Fertilisation et agriculture bio : vers un déséquilibre entre l’offre et la demande

Une étude commanditée par le ministère de l’Agriculture pointe un risque de tension sur l’azote sous le double effet de la montée en charge de l’agriculture biologique et de l’appauvrissement du gisement de fertilisants organiques. Sauf à revoir le cadre réglementaire entourant le recours aux effluents d’élevages « industriels » ou à exploiter de nouvelles ressources.

18% de la SAU française certifiée bio en 2027 (contre 10,7% fin 2022), 25% en 2030 à l’échelle de l’Union européenne (conte 9,9% fin 2021) : au-delà des débats sur la souveraineté alimentaire et du consentement de nos concitoyens à consommer davantage bio, le développement de l’agriculture biologique pose aussi la question de sa satisfaction en fertilisants organiques, qu’éclaire une étude d’AND-International et Cérès-Press, pour le compte du ministère de l’Agriculture.

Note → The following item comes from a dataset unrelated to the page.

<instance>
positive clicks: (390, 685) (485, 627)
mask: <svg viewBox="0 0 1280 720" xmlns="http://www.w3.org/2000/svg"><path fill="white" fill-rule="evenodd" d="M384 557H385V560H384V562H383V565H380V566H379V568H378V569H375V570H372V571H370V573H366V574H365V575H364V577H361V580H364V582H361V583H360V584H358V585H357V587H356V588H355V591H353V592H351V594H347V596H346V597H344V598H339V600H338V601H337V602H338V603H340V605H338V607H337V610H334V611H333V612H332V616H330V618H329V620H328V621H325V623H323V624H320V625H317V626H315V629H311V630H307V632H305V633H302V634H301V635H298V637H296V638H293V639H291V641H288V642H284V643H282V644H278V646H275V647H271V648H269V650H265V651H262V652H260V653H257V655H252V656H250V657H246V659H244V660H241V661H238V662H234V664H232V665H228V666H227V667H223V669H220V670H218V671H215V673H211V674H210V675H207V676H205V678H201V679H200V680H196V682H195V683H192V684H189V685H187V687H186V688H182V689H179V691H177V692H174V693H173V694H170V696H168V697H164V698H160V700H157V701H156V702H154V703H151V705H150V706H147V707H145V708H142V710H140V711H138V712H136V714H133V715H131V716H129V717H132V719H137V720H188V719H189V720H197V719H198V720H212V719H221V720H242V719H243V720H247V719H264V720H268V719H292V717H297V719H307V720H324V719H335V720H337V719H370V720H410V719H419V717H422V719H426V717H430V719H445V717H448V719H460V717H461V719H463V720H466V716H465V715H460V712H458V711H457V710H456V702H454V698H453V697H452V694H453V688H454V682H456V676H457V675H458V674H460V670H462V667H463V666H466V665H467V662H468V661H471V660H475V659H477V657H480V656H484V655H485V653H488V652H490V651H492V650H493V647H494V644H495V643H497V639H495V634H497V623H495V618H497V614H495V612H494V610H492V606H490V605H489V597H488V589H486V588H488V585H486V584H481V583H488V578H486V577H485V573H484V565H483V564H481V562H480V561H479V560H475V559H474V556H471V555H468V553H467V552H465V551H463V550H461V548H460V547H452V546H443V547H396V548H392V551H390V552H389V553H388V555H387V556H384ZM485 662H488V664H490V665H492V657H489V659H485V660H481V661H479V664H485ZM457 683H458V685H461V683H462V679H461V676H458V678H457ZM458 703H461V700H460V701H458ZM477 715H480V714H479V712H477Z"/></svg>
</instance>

Décapitalisation et concentration

Ses conclusions soulignent la fragilité de l’équilibre entre une offre provenant de façon quasi-exclusive du secteur agricole, en particulier de l’élevage bovin, et une demande issue des surfaces fourragères, et dans une moindre mesure des grandes cultures. Cette vulnérabilité, liée au facteur limitant qu’est l’azote, se conjugue à une grande disparité spatiale, en fonction de la spécialisation des productions agricoles dans les territoires. La vulnérabilité découle du lien étroit existant entre agriculture biologique et conventionnelle, en particulier s’agissant de l’élevage bovin pour la fourniture de fertilisants organiques. La baisse des effectifs d’animaux (notamment bovins), la poursuite de la concentration des élevages (notamment porcins), associées à l’essor de la méthanisation, pourraient priver les productions biologiques de ressources dans le cadre règlementaire actuel. Le développement de nouvelles ressources issues de biodéchets ne permettrait pas de compenser cette baisse. La compétition sur ces gisements, avec le secteur conventionnel, pourrait s’accroître avec la hausse du prix des engrais et la volonté de décarbonation des filières agricoles.

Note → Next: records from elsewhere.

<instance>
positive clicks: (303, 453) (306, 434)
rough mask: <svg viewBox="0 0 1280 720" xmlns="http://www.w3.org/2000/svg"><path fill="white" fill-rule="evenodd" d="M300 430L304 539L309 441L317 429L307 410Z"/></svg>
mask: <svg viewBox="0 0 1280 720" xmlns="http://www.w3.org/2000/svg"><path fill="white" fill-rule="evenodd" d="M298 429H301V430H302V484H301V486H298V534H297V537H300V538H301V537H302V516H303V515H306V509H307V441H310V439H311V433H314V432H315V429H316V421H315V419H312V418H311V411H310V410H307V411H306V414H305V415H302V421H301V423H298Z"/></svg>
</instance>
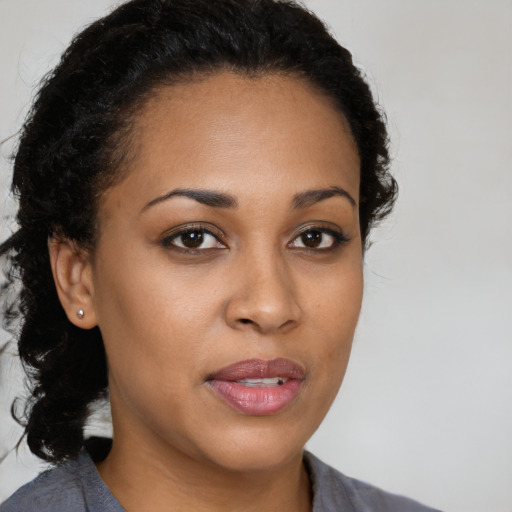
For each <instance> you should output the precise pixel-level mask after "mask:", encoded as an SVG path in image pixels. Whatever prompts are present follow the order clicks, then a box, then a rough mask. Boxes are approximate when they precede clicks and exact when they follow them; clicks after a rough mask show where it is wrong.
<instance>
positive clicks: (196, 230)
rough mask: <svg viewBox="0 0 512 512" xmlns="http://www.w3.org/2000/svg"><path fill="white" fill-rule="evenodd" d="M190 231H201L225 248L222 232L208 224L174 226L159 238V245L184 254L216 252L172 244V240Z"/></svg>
mask: <svg viewBox="0 0 512 512" xmlns="http://www.w3.org/2000/svg"><path fill="white" fill-rule="evenodd" d="M191 231H202V232H204V233H207V234H209V235H212V236H213V237H215V238H216V239H217V240H218V242H219V243H220V244H222V245H223V246H224V247H226V248H227V244H226V242H225V235H224V232H223V231H222V230H221V229H219V228H218V227H217V226H215V225H213V224H209V223H208V222H187V223H184V224H180V225H179V226H175V227H173V228H171V229H169V230H167V231H165V233H164V234H163V235H162V236H161V237H160V244H161V245H163V246H164V247H167V248H172V249H173V250H176V251H179V252H185V253H194V252H195V253H205V252H208V251H209V250H218V249H212V248H209V249H185V248H183V247H179V246H178V245H174V244H172V240H174V239H175V238H177V237H179V236H180V235H182V234H185V233H190V232H191Z"/></svg>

Un gisement en partie oblitéré par « l’élevage industriel »...

Selon l’étude, le gisement de Matières fertilisantes d’origine résiduaire (MAFOR), à savoir les fientes, fumiers, lisiers, boues d’épuration, composts de déchets organiques, digestats de déchets organiques, cendre de biomasse, etc., s’établit à 123 millions de tonnes par an (Mt/an) en 2020, dont 112 Mt Utilisables en production biologique (UAB). Les MAFOR agricoles, c’est-à-dire les effluents d’élevages, sont de loin la première source en volume brut, puisqu’ils constituent 97% du gisement de MAFOR UAB. Les effluents issus d’élevages bovins, prépondérants parmi les MAFOR UAB, totalisent 66% de l’azote, 58% du phosphore et 75% du potassium efficaces du gisement. Cette prédominance des effluents d’origine bovine résulte en partie de l’interdiction d’utiliser des effluents issus « d’élevages industriels ».

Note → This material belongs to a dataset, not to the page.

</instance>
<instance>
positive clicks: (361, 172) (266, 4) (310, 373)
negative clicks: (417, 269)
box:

Depuis le 1er janvier 2021 sont en effet proscrits les fumiers et lisiers en provenance d’élevages comptant plus de 60.000 poules pondeuses élevées en cages, plus de 3.000 porcs de plus de 30 kg ou encore plus de 900 emplacements de truies en systèmes caillebotis ou grilles intégral. Ainsi, moins d’un tiers des effluents de poules pondeuses en cages sont utilisables en agriculture biologique, et environ 75% de ceux de porcs. « Dans ce contexte, la définition de « l’élevage industriel » et l’évolution des types d’élevage auront un impact majeur sur le gisement de MAFOR disponible pour l’agriculture biologique », indique l’étude.

... en partie compensé par les biodéchets

La baisse tendancielle du gisement issu de l’élevage pourrait, au moins en partie, être compensée par la mise à disposition de nouveaux gisements, comme le compost de déchets bois, les biodéchets ou encore les digestats de méthanisation. Sous réserve d’une ouverture réglementaire, la part de ces « nouvelles » ressources pourrait atteindre jusqu'à 25% du gisement total. L’étude recommande d’inventorier plus en avant le potentiel de ces nouvelles ressources, y compris celles provenant des excrétas humains. La transportabilité des MAFOR UAB mériterait aussi d’être expertisée : 70% des gisements d’azote UAB sont ainsi concentrés dans six régions que sont la Bretagne, les Pays de la Loire, Auvergne- Rhône-Alpes, Nouvelle-Aquitaine, Normandie et Grand Est.